7. The Bible’s Divided Reception
Americans are nearly evenly split on the Bible’s authority and truthfulness. Half (49 percent) believe it is 100 percent accurate in all it teaches, while 48 percent see it as containing helpful ancient myths but not literal truth. Belief that modern science disproves the Bible has declined slightly to 36 percent. Still, two-thirds (65 percent) affirm the biblical accounts of Jesus’ bodily resurrection as completely accurate a belief that has remained stable since 2016.

8. The Long Arc of Religious Change
All of these theological snapshots are part of an even broader demographic narrative. Back in the early 1990s, almost 90 percent of Americans were Christian; now it’s a bit over two-thirds. The religiously unaffiliated adults have grown to 29 percent, driven by generational “switching” out of Christianity and growing social acceptability of being unaffiliated. Among young adults, the unaffiliated label is increasingly “stickier” than a Christian one, with increasingly more retaining it into young adulthood. This long-term change is the backdrop against which today’s stable-yet-contradictory theology plays out.

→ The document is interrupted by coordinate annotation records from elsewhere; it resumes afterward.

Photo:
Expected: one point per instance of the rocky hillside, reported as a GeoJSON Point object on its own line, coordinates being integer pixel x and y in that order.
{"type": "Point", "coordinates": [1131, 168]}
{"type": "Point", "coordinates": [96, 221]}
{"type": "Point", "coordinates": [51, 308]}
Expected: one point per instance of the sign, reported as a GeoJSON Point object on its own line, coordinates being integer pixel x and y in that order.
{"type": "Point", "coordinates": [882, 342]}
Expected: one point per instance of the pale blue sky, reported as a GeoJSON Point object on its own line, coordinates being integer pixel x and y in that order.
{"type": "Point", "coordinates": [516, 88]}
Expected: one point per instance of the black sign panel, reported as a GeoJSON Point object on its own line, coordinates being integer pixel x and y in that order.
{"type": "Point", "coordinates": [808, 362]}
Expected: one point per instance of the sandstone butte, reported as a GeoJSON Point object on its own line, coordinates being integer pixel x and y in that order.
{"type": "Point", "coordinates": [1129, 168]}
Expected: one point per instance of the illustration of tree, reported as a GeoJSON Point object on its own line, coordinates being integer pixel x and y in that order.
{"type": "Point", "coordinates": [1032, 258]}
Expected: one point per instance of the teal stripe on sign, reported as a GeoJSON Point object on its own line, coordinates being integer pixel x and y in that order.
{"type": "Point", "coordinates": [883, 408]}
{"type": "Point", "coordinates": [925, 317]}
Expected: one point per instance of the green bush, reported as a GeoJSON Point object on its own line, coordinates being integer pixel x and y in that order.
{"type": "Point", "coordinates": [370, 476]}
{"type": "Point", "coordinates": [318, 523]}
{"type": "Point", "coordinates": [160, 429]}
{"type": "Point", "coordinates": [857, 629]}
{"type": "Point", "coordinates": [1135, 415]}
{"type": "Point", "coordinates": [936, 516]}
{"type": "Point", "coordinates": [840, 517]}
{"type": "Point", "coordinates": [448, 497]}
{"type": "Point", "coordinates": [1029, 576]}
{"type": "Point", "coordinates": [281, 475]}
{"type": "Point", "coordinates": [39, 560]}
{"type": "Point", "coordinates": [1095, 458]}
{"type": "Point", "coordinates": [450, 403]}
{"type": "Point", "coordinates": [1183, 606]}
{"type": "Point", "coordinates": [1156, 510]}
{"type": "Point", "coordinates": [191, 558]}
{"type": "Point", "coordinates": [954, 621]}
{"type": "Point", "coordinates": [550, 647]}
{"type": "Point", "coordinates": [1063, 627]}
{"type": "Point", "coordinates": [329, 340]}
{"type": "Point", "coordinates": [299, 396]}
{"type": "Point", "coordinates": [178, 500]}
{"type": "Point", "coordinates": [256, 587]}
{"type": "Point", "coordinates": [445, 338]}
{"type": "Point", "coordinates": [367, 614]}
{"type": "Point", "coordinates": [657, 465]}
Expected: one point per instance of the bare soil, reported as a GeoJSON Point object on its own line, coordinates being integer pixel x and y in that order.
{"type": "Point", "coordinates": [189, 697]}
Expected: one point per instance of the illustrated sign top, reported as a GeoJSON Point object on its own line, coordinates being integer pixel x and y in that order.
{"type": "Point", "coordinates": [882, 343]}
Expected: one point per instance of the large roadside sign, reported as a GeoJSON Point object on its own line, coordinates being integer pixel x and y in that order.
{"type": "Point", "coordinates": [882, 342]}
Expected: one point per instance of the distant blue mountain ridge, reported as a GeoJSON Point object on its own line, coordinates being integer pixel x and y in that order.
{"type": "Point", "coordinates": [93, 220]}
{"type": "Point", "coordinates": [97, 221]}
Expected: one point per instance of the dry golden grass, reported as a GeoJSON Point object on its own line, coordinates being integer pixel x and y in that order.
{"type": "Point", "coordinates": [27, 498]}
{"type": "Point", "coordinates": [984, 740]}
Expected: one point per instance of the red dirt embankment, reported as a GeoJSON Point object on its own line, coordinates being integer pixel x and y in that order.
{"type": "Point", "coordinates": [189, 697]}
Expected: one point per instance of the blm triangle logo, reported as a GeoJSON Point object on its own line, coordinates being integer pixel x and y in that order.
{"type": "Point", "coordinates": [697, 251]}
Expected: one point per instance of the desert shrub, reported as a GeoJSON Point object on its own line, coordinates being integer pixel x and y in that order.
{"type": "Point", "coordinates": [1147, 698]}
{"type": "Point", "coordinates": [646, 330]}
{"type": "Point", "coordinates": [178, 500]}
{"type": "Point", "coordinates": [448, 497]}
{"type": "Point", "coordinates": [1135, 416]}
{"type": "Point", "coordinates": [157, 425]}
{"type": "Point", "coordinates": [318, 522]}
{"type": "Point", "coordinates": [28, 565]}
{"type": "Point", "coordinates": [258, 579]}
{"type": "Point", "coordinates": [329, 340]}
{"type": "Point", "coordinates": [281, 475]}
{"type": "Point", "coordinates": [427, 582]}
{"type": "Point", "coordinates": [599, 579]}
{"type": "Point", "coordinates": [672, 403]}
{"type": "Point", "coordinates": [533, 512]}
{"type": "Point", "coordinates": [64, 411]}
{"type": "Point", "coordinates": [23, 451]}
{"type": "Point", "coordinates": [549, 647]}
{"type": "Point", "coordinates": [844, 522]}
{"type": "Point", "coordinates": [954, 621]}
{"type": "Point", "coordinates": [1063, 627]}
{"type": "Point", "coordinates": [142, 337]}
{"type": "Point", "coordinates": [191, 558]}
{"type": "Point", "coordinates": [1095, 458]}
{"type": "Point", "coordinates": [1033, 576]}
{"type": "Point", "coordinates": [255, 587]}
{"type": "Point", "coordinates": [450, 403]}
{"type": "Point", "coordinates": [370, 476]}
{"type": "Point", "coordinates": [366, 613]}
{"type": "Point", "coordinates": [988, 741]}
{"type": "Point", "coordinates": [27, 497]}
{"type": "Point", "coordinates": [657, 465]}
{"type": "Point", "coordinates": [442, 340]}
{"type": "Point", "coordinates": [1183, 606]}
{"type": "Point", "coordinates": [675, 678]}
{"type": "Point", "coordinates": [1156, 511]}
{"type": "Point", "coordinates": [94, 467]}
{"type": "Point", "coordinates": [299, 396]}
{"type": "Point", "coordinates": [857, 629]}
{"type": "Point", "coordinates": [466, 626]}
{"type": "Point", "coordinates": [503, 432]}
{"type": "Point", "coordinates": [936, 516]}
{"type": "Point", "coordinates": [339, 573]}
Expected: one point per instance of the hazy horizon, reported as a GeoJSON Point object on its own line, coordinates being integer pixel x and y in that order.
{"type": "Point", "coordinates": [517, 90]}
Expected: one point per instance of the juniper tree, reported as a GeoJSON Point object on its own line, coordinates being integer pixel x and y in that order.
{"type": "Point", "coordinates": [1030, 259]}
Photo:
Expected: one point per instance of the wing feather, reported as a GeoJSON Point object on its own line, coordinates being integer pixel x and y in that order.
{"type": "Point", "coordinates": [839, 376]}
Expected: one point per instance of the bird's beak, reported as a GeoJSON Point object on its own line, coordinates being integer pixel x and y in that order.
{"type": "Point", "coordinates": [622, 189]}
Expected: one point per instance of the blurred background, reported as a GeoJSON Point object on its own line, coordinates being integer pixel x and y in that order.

9. A Changing Church Experience
Post-pandemic, the very definition of “regular” church attendance has changed. Surveys show that only 54 percent of Protestant evangelicals currently attend church in person each week, and 26 percent of churchgoers began frequenting their current church after the pandemic began. Online services remain ubiquitous, with 15 percent of evangelicals having initially used a church online three times the pre-pandemic figure. For leaders and pastors, it means preaching to a new mix of people each week and imagining anew how unity and discipleship are to be constructed in multi-racial congregations.
The 2025 State of Theology observes that while fundamentals of beliefs about God’s nature are astonishingly stable, the ways Americans go about understanding, saying, and living out those beliefs shift. The challenge and opportunity for churches is to bridge the gap between theological assent and normal, biblically grounded practice in a world where religion itself and its expressions are in constant flux.